Risks to VOOG include potential for more share price declines in its top holdings with continued pressure from the Fed to raise interest rates, especially with the recent announcement of a strong September jobs report. However, I see these headwinds as being temporary, as there are far worse things than the very low unemployment rate that the American economy is seeing. As such, I believe the Fed will remain cognizant of not swinging the economy in the other direction with too aggressive rate hikes down the line.

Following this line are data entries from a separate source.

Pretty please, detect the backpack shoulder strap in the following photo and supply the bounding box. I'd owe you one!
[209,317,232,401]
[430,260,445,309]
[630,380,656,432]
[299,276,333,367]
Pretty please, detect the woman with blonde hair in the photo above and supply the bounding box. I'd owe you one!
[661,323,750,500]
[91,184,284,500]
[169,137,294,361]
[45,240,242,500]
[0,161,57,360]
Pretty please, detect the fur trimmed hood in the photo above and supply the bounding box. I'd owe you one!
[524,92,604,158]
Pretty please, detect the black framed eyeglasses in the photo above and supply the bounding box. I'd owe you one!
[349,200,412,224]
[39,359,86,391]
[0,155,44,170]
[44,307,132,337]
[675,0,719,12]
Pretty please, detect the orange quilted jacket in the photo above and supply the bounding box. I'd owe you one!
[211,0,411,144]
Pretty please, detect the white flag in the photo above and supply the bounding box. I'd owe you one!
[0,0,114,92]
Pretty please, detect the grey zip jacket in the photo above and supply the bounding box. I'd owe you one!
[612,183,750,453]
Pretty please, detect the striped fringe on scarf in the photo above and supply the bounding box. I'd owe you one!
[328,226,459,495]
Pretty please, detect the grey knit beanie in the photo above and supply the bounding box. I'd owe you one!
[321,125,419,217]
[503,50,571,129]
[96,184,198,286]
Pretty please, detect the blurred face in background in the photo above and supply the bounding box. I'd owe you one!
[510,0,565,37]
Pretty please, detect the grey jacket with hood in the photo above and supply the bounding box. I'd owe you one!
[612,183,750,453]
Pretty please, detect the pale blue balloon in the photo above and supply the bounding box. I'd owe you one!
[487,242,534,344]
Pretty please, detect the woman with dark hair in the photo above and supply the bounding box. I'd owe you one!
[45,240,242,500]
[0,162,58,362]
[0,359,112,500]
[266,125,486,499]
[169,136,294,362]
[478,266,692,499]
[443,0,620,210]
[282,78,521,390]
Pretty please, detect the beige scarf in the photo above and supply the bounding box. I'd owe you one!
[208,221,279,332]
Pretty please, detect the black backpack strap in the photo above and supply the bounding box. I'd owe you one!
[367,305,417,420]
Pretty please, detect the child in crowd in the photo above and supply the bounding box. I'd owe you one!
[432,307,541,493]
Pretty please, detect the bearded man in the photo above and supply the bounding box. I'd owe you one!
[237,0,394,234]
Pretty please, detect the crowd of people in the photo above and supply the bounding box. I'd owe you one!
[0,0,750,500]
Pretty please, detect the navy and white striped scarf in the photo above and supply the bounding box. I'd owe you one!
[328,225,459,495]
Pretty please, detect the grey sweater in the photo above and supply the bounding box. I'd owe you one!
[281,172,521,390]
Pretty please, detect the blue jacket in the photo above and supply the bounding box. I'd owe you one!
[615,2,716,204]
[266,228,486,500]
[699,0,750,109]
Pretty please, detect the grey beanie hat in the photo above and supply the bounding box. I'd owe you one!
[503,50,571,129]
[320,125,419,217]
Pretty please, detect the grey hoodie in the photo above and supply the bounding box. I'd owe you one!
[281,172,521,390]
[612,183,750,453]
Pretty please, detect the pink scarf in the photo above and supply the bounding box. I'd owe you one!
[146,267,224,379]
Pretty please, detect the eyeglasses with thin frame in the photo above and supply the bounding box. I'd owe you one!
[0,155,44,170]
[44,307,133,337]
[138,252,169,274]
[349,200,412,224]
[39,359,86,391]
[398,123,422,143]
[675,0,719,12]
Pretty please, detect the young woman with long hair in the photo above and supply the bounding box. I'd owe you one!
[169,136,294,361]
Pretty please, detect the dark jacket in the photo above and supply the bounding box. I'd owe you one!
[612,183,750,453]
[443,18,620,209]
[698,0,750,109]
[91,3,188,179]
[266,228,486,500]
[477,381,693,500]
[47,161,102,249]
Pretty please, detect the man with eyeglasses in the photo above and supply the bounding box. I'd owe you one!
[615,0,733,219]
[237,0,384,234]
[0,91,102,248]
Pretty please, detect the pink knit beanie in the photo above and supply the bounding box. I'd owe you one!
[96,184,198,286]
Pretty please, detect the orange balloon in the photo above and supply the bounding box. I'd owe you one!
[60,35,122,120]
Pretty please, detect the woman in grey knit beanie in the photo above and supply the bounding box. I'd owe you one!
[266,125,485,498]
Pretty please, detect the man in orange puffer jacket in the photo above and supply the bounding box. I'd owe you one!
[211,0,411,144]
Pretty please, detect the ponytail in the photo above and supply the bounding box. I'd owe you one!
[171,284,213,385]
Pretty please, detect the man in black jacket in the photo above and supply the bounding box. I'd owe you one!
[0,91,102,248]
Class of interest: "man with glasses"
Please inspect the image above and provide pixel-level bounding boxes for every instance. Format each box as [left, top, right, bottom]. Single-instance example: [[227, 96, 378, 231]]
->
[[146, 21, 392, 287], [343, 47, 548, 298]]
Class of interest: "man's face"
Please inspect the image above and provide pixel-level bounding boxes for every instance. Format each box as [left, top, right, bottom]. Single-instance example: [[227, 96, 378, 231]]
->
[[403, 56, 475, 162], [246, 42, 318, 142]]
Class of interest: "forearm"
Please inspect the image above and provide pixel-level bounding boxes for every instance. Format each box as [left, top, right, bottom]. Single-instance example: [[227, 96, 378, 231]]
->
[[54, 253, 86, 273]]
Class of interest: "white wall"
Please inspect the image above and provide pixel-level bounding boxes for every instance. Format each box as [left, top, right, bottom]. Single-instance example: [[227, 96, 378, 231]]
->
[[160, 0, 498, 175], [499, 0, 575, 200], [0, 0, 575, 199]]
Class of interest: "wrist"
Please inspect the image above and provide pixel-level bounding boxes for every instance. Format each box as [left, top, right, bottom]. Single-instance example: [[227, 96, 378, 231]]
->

Plus, it’s hard to go wrong with VOOG’s top 3 holdings, which each have their own enduring moats that should last for at least a generation. Plus, they come with very strong cash flow and balance sheets that should enable them to continue to expand and innovate. Also encouraging, Eli Lilly (LLY), one of VOOG’s top 10 holdings, is coming out with an obesity drug that could be a blockbuster drug.

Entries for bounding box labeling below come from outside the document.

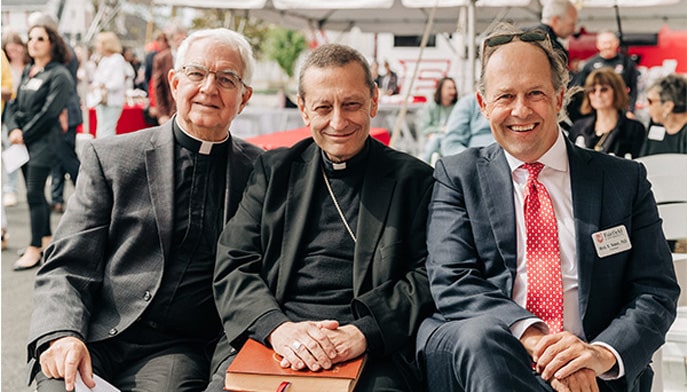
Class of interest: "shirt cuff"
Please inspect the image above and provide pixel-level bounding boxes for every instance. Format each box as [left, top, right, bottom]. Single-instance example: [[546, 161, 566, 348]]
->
[[510, 317, 549, 340], [591, 342, 625, 381], [31, 331, 85, 359]]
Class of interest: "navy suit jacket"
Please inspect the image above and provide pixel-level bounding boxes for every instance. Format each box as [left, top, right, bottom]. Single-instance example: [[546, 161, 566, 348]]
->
[[427, 141, 680, 389]]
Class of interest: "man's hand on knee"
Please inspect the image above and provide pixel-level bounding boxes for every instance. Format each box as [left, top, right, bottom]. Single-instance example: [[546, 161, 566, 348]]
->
[[39, 336, 95, 391], [532, 332, 616, 381], [551, 369, 599, 392]]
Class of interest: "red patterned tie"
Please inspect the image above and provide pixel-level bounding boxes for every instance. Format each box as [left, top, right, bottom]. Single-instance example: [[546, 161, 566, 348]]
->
[[522, 162, 563, 333]]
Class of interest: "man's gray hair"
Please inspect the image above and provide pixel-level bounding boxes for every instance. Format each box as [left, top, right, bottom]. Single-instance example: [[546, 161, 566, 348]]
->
[[541, 0, 574, 24], [28, 11, 57, 31], [477, 23, 579, 121], [174, 28, 255, 86]]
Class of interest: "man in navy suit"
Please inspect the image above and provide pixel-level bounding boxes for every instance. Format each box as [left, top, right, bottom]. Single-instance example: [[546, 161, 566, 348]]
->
[[418, 26, 680, 391]]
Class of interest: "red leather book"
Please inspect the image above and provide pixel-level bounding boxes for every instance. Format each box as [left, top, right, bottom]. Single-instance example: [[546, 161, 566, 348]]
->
[[224, 339, 367, 392]]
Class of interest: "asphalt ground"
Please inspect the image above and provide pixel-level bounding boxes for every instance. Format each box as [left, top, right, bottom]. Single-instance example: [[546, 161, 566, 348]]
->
[[0, 179, 73, 392]]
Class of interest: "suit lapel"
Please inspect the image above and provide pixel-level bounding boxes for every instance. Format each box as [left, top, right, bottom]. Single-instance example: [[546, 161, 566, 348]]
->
[[477, 144, 517, 280], [145, 121, 174, 257], [275, 143, 322, 300], [353, 142, 396, 296], [566, 143, 603, 320]]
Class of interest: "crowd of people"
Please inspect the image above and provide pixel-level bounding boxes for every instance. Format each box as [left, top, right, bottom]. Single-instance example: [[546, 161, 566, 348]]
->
[[2, 0, 687, 392], [418, 0, 687, 163]]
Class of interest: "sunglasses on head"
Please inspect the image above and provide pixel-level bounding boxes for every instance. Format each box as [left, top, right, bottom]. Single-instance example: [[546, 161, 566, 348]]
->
[[482, 30, 553, 64], [484, 30, 549, 48], [587, 86, 611, 94]]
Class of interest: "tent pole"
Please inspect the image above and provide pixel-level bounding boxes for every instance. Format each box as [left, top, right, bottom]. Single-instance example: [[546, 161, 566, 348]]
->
[[466, 0, 476, 93], [389, 0, 439, 153]]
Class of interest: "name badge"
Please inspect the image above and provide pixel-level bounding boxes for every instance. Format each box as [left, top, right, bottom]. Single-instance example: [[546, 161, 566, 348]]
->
[[648, 125, 666, 142], [592, 225, 632, 258], [24, 78, 43, 91]]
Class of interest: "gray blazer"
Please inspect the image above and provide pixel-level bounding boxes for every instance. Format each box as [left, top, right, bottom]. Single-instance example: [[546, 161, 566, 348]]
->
[[28, 121, 261, 376]]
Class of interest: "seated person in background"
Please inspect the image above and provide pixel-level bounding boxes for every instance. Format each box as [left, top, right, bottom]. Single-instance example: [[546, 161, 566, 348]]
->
[[441, 94, 494, 157], [377, 61, 399, 95], [419, 77, 458, 162], [418, 25, 680, 392], [642, 75, 687, 156], [572, 30, 639, 116], [208, 44, 434, 391], [28, 29, 260, 392], [568, 68, 646, 159]]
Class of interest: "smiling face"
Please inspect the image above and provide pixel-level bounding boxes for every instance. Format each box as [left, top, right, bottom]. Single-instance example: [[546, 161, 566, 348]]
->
[[596, 32, 620, 59], [169, 38, 253, 141], [477, 41, 564, 162], [441, 80, 458, 106], [298, 62, 378, 162], [27, 27, 52, 62], [646, 87, 669, 124], [586, 84, 615, 110]]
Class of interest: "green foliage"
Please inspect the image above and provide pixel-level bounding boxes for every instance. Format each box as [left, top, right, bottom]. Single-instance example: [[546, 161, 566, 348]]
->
[[263, 26, 307, 79]]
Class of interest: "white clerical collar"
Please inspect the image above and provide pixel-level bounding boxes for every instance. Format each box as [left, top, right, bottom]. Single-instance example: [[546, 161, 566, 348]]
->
[[174, 116, 229, 155]]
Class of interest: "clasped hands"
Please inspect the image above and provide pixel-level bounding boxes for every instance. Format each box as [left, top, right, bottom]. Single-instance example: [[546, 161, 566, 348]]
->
[[269, 320, 367, 371], [520, 327, 616, 392]]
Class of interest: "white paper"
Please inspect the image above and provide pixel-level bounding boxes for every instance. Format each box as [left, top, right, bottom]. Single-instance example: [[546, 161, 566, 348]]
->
[[2, 144, 29, 173], [74, 372, 121, 392]]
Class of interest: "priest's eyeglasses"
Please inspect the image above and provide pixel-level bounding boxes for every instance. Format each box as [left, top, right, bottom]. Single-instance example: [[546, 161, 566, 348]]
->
[[181, 64, 248, 90]]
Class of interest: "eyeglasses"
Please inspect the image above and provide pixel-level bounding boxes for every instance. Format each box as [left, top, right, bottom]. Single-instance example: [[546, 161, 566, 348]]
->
[[181, 64, 247, 90], [587, 86, 611, 95]]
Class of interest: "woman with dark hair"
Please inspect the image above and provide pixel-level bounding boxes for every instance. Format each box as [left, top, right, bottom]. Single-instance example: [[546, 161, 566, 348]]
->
[[5, 25, 74, 271], [642, 75, 687, 156], [419, 77, 458, 162], [2, 30, 31, 207], [568, 67, 646, 159]]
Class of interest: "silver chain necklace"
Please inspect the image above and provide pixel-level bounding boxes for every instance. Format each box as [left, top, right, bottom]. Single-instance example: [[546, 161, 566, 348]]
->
[[320, 166, 356, 243]]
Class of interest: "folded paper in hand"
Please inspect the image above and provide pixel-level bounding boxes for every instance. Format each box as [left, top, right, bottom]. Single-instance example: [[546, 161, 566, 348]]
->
[[74, 372, 121, 392], [2, 144, 29, 173], [224, 339, 367, 392]]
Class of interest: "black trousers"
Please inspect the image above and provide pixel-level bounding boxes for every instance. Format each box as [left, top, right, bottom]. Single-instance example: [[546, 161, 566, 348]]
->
[[50, 126, 81, 204], [21, 161, 52, 248], [418, 316, 653, 392], [36, 325, 214, 392]]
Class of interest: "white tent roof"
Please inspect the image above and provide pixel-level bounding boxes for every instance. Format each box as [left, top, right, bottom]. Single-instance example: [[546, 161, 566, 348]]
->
[[154, 0, 687, 34]]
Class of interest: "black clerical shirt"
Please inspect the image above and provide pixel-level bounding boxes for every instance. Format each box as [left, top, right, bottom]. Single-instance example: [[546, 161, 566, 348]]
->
[[142, 122, 231, 338]]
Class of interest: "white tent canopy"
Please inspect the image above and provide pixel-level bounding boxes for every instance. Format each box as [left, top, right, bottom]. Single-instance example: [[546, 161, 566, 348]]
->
[[154, 0, 687, 34]]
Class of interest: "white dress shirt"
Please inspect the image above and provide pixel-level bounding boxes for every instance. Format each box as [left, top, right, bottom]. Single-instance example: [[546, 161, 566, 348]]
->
[[504, 132, 625, 379]]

Meanwhile, VOOG earns high marks from analyst firms, including a 5 rating from Lipper (on a scale from 1 to 5, with 5 being the highest) for its 3-, 5- and 10-year performance. Also, true to form with Vanguard being the asset manager, VOOG charges a very low annual expense ratio of just 0.1%, sitting far below 0.45% median across all ETFs. Moreover, this expense ratio is more than offset by VOOG’s 0.9% dividend yield over the trailing 12 months.

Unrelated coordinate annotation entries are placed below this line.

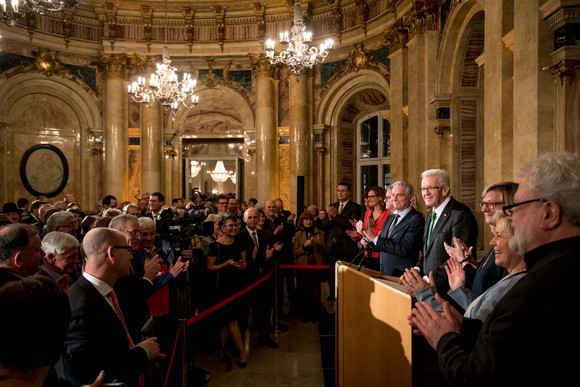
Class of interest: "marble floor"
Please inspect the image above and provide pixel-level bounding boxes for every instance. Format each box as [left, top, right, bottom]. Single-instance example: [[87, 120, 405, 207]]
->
[[189, 283, 334, 387]]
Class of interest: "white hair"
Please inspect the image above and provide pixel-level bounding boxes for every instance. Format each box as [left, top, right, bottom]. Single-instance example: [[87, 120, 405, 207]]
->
[[520, 152, 580, 227], [46, 211, 75, 232], [421, 169, 451, 187], [42, 231, 79, 255]]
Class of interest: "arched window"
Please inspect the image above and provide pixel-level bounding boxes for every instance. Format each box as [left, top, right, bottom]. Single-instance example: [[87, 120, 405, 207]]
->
[[357, 110, 391, 199]]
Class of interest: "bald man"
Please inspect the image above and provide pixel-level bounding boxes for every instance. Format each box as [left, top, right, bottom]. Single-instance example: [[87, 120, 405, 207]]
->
[[57, 228, 165, 386]]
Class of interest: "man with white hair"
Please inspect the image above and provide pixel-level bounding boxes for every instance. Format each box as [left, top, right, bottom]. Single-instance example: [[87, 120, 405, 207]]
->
[[409, 152, 580, 386], [46, 211, 79, 236], [57, 227, 165, 386], [36, 231, 80, 291]]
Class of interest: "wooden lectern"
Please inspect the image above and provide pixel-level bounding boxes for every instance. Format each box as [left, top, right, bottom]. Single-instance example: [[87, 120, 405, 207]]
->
[[335, 261, 413, 387]]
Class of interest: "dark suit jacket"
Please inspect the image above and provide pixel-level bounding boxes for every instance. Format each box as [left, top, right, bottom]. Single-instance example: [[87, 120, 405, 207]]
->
[[57, 277, 149, 386], [422, 197, 477, 294], [321, 200, 362, 258], [375, 207, 425, 275], [235, 228, 274, 282]]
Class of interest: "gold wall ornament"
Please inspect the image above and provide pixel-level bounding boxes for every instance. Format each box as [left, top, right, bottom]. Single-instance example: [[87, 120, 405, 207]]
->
[[183, 7, 195, 53], [550, 59, 580, 86], [32, 50, 69, 77]]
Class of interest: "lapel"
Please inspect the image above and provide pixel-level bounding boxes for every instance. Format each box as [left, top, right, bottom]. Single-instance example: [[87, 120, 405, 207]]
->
[[423, 197, 455, 254]]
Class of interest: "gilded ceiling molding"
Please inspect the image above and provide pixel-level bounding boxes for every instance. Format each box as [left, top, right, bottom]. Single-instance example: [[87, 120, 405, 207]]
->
[[405, 0, 439, 39], [332, 0, 342, 43], [99, 53, 130, 78], [385, 18, 409, 53], [141, 4, 153, 52], [249, 53, 280, 79], [355, 0, 369, 37], [213, 5, 226, 52], [105, 0, 119, 50], [183, 7, 195, 53]]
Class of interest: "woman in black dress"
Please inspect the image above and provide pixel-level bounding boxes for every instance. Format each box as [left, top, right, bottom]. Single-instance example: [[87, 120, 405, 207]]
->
[[207, 213, 247, 368]]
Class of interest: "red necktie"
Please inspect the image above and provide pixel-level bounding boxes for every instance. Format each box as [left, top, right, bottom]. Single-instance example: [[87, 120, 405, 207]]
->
[[107, 290, 145, 387]]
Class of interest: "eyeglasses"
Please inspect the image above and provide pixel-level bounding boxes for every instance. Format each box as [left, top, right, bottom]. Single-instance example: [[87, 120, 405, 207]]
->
[[119, 230, 141, 237], [501, 198, 548, 216], [421, 186, 441, 192], [479, 201, 505, 209], [111, 246, 133, 253]]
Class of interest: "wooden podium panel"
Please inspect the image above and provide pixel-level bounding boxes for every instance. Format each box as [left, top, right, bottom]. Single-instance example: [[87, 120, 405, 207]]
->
[[335, 261, 413, 387]]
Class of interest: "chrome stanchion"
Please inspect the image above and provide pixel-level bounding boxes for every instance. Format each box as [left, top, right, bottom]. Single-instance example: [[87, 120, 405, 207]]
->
[[274, 262, 288, 335]]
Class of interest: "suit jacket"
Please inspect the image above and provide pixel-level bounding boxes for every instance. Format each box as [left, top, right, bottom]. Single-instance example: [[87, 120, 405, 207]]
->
[[375, 207, 425, 275], [235, 228, 274, 282], [57, 277, 149, 386], [322, 200, 362, 258], [422, 197, 477, 297]]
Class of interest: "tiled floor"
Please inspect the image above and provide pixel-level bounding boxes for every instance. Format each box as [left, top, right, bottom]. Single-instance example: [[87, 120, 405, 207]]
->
[[190, 283, 334, 387]]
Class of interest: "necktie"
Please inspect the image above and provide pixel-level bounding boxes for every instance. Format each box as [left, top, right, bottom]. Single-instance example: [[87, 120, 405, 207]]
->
[[252, 231, 260, 249], [427, 210, 437, 247], [107, 290, 145, 387], [387, 214, 399, 237]]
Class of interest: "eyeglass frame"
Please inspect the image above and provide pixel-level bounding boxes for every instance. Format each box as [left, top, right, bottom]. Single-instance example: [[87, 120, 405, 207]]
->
[[501, 198, 550, 216]]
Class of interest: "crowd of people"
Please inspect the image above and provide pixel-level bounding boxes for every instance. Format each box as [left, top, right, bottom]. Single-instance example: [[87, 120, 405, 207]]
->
[[0, 153, 580, 386]]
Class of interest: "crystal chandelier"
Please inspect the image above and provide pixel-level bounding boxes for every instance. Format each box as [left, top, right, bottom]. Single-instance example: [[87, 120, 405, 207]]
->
[[266, 1, 334, 82], [128, 0, 199, 115], [189, 160, 205, 179], [207, 160, 235, 183], [0, 0, 77, 26]]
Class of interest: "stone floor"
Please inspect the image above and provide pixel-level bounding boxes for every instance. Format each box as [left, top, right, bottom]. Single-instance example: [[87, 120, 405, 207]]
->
[[190, 283, 334, 387]]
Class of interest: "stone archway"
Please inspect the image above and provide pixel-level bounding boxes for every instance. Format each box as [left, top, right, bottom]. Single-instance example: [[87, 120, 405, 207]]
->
[[314, 69, 390, 204], [0, 69, 102, 206]]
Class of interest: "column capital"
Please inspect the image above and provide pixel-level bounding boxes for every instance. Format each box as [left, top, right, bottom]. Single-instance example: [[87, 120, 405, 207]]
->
[[250, 53, 280, 80], [99, 53, 129, 79]]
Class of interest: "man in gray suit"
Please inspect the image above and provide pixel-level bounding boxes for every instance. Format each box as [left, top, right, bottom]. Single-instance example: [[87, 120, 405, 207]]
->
[[410, 169, 477, 297], [357, 181, 425, 276]]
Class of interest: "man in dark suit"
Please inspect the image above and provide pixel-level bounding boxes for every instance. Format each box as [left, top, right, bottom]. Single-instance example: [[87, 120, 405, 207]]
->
[[421, 169, 477, 295], [357, 181, 425, 277], [57, 228, 165, 386], [235, 207, 281, 348], [322, 182, 362, 301]]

Lastly, I find VOOG to be attractive at the current price of $210, sitting well below its 52-week high of $306, and just a hair higher than its 52-week low of $208. This is considering VOOG’s high exposure to industry leading names with the potential for a strong rebound after negative market sentiment around interest rates turns.

Investor Takeaway

In conclusion, I find VOOG to be an attractive investment at the current price. It boasts a portfolio of some of the biggest and most innovative companies in America. The dividend yield is low, but it more than offsets the expense ratio while giving investors a small kicker on what is otherwise a growth holding. While interest rate hikes may continue to put pressure on growth stocks in the near term, I believe this presents a bargain opportunity for long-term investors to scoop up shares at a discount.